The 10th Paris Plages happens from July 21st to August 21st, 2011. This year, ten times more sand than in previous years will await visitors. It will also be possible to play racket sports on the beach as well as build sand castles with buckets and spaces. The biggest of them will be up to 5m high. On the initiative of Disneyland Paris, sculptors will recreate the castle of Sleeping Beauty out of sand.
In 2011, Paris Plages has three main locations: on the square in front of City Hall (Hotel de Ville), along the right banks of the Seine river on the Georges Pompidou Expressway, and along the Quai de la Villette in north eastern Paris.
Bertrand Delanoë, the creator of Paris Plages, has also been behind several of the city’s other inventive programs, many of them environmentally friendly. He introduced the extensive Velib bike rental scheme and a system of non-polluting tramways is nearly complete.
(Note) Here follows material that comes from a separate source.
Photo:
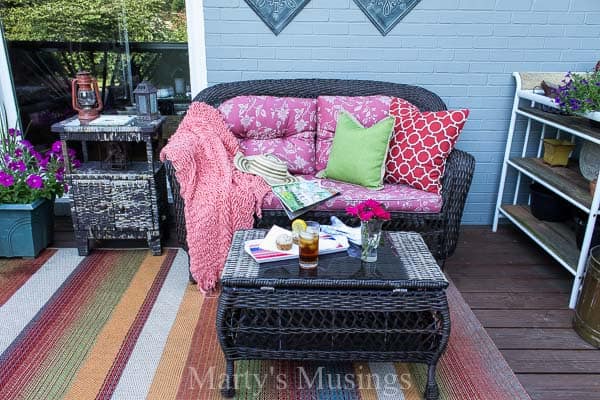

He banned the use of pesticides in public landscaping and widened bus lanes to encourage public-transport use.
Paris’s Plages have some environmental benefits, too. Anything that helps stem the massive annual exodus from Paris when cars clog the national highways is a good thing. Paris Plages may reduce the tons of global-warming-causing carbon emissions spewing into the atmosphere.
Within Paris, too, many streets surrounding the plages are closed to motorists, cutting down on cars in the city centre.
And there’s more. According to the city’s website, creating Paris Plages as fully sustainable is an integral part of the plan. For example, to reach its destinations, the 2,000 tons of sand needed for the ambitious project sails down the Seine River (rather than being loaded onto polluting trucks), and is 100% recycled after its use.
Tarpaulins serving as rain cover will also be recovered and turned into bags afterward, sprinklers and water use are strictly managed and Greenpeace sets up workshops each weekend for some educational activism. The Science Museum (La Cité des Sciences) will hold workshops on correctly separating waste, and there’s even an Eco-Library featuring specialized readings and presentations on preserving the planet.
The raison d’être of Paris Plages is to show support for those who do not have the means or the luxury to leave the city. A ‘summer in solidarity’ is the project’s slogan.